The current version of the database contains more than 1200 candidates of root-associated genes and their corresponding promoter sequences for maize (592), sorghum (363) and soybean (400). To store and query these data, we constructed an online database, RGPDB. In the online database, RGPDB, gene promoter sequences and other relevant resources are provided. For each gene, its normalized gene expression levels in different tissues are displayed, which were normalized by using DESeq package (47). These tissue-specific expression data can help users identify the most significant root-associated genes in the database for their interests. Other related information for each gene includes gene ID, description of the function, gene ontology (GO) annotations, Pfam IDs, orthologous genes in other plants and links to other databases, such as eFP browser (48), MaizeGDB (36) and SoyBase (34).

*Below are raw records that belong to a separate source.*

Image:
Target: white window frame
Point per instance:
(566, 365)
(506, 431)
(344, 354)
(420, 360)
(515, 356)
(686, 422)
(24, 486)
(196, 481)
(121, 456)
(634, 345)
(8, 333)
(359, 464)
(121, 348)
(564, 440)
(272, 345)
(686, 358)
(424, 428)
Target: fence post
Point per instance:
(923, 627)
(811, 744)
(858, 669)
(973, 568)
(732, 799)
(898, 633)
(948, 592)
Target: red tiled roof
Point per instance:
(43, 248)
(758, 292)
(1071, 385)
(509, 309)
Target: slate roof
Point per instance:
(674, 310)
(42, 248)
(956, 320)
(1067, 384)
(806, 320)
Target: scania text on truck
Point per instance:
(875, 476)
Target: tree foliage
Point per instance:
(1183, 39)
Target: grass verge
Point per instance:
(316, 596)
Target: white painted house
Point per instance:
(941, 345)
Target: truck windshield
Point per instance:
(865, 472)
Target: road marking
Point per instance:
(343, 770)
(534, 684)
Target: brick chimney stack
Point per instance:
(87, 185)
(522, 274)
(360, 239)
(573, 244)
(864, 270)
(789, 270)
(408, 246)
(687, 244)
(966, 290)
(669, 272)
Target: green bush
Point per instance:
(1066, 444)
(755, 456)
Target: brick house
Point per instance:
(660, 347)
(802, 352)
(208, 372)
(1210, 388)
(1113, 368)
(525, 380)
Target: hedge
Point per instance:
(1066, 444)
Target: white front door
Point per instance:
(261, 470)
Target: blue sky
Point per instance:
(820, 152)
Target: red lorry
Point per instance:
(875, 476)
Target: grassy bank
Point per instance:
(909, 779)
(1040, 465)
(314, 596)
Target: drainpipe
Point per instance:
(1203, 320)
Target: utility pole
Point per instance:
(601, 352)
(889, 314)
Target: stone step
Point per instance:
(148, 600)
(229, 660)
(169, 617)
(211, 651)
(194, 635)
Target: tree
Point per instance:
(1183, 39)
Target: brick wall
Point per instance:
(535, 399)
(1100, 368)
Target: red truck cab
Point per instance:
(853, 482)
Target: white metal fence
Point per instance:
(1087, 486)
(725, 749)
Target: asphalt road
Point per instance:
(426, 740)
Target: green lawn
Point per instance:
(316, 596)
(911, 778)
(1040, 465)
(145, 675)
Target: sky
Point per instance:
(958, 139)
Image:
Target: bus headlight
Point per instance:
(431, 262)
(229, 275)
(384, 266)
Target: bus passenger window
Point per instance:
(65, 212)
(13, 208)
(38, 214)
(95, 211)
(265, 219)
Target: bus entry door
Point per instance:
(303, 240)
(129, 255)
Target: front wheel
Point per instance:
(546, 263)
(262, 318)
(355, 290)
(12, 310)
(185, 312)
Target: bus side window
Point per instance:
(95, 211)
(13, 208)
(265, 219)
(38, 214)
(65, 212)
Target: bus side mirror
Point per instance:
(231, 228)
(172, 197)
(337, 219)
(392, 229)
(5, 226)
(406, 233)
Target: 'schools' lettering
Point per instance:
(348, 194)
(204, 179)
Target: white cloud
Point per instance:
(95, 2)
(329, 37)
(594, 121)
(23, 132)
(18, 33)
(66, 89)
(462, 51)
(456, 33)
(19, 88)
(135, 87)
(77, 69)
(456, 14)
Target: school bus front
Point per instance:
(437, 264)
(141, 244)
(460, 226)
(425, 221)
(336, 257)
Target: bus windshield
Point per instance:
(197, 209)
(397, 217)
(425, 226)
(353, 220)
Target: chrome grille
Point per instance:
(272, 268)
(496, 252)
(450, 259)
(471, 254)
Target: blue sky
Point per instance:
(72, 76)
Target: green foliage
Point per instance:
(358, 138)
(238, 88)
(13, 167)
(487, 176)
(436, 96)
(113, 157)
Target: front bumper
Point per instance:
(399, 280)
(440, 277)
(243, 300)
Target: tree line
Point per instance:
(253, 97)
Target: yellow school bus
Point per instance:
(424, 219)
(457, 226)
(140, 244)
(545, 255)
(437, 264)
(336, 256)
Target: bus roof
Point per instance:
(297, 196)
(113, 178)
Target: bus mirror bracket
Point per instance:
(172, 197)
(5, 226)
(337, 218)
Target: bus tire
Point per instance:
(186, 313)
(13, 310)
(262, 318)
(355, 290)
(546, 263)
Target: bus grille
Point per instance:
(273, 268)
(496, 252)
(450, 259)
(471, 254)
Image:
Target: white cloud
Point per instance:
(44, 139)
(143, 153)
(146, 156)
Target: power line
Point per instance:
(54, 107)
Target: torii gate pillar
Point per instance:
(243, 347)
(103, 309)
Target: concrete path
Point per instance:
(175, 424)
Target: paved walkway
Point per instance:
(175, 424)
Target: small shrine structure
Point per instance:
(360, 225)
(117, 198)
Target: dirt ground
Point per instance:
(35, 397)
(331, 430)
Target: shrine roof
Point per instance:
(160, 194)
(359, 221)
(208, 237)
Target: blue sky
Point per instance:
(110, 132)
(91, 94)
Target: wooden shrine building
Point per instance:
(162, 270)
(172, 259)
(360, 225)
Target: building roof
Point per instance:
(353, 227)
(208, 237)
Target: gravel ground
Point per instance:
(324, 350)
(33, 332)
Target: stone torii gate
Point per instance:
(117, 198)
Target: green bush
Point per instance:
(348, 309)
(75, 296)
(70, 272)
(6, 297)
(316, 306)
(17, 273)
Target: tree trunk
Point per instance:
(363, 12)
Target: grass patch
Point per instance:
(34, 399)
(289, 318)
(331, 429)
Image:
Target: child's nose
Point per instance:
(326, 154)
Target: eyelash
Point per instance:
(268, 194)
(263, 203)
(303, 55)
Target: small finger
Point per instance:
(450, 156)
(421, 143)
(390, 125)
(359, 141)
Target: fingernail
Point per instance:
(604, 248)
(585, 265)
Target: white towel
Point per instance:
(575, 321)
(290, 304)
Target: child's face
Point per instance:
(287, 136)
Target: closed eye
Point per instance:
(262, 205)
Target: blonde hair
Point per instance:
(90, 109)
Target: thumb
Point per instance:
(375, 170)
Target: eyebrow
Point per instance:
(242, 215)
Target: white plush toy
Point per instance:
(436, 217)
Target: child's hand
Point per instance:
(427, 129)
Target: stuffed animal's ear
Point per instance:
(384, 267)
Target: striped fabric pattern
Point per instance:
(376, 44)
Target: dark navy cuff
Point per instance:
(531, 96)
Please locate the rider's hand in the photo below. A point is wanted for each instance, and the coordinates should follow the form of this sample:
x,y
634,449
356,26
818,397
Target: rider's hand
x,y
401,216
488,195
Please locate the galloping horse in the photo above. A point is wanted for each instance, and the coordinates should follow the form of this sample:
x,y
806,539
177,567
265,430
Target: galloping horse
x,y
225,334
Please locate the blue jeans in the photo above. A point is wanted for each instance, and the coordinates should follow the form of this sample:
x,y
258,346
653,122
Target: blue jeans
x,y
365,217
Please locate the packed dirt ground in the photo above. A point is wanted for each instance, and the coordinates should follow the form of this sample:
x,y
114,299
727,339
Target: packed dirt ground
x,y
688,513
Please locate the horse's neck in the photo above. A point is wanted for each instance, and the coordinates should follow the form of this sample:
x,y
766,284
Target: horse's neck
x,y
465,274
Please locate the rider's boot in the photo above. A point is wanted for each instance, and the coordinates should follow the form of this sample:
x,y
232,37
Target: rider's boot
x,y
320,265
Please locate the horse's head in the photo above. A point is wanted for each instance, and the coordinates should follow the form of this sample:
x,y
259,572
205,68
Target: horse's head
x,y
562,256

For many genes, reference information (PubMed IDs) are also recorded. All information of a given gene can be downloaded as an XML or pdf file.

User interface

Browsing and searching

The database system provides interactive access to all of the collected data, and users may connect to the database using a web browser. Figure 1 shows a screen snapshot of the user interface for users to browse or search the database. The ‘browse’button allows users to get a list of all records in one table. Search options are provided to conveniently locate genes of interest by using, for example, gene IDs, RGPD Database IDs, chromosome numbers, keywords of gene annotations or DNA sequences of gene promoter regions.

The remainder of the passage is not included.